GM’s adjusted automotive free cash flow set a first-quarter record; its stock remains undervalued.

In this photo illustration a General Motors Company logo seen displayed on a smartphone with a General Motors Company logo in the background.

Key Morningstar Metrics for General Motors

What We Thought of General Motors’ Earnings

General Motors GM started the year with good results and raised its 2024 guidance for earnings per share and adjusted EBIT, giving us no reason to change our fair value estimate of $84 per share. Adjusted diluted EPS of $2.62 rose 18.6% year over year (9.8% excluding buybacks) and beat the LSEG consensus of $2.15. EPS is now guided at $9.00-$10.00, up from $8.50-$9.50. Good demand expectations, cost-cutting efforts, and the fact that pricing didn’t fall as much as planned in the quarter led to a $500 million increase on both ends of adjusted EBIT guidance to $12.5 billion-$14.5 billion.

We’ve never believed the chip shortage inducing falling prices would mean poor 2024 results because we expected benefits from higher US volumes as the industry heals from the shortage. Total adjusted EBIT rose 1.8% year over year as a $200 million pricing headwind and $500 million mix headwind on fewer trucks and more electric vehicles were offset by a $700 million volume tailwind.

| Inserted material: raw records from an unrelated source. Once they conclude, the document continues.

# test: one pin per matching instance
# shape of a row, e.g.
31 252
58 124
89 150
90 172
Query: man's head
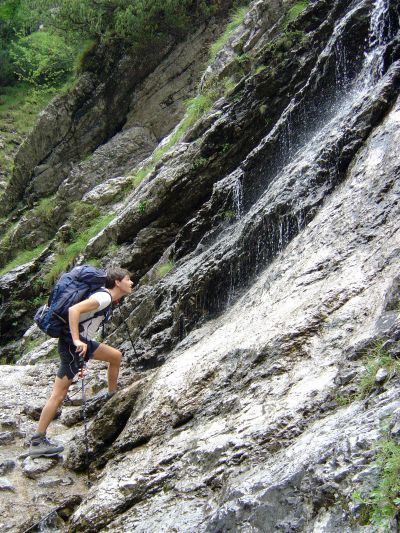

GM North America’s $900 million volume benefit offset $200 million in lower GM International volume. GM’s ongoing $2 billion cost reduction plan for 2024 contributed $200 million and helped offset higher labor costs in the new United Auto Workers union contract.

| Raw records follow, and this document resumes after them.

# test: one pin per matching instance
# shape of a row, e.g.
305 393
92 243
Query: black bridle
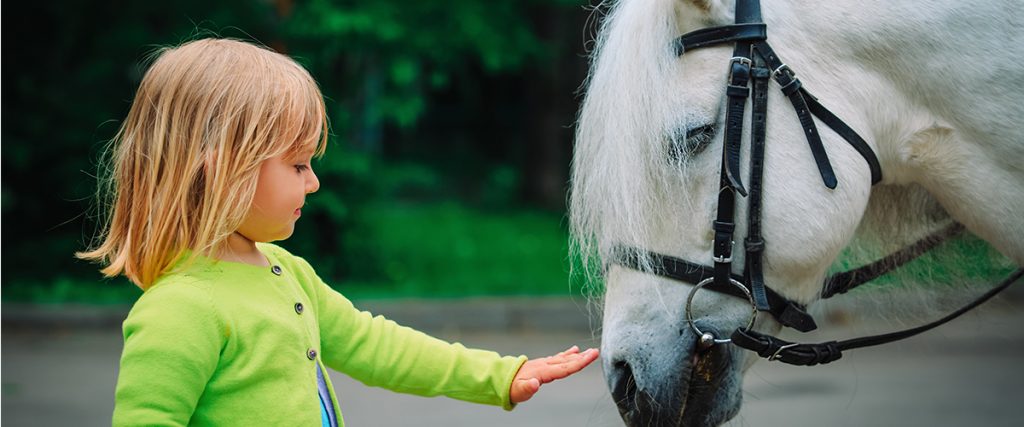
753 63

Despite modest EBIT growth, GM’s adjusted automotive free cash flow of $1.1 billion was a first-quarter record thanks to fewer working capital outflows. GM ended the quarter with $33.3 billion of automotive liquidity, including $13.5 billion in cash and bonds. Share repurchases beyond the accelerated share repurchase continued at $280 million and $800 million of authorization outside the ASR remains.

GM North America’s EBIT rose 7.4% to $3.8 billion, with the margin at a healthy 10.6% (down 30 basis points), but GMI lost $10 million and GM China had a negative equity income of $106 million. China and South America saw intentionally lower production to avoid excessive discounting to clear inventory, but China should be profitable in the second quarter.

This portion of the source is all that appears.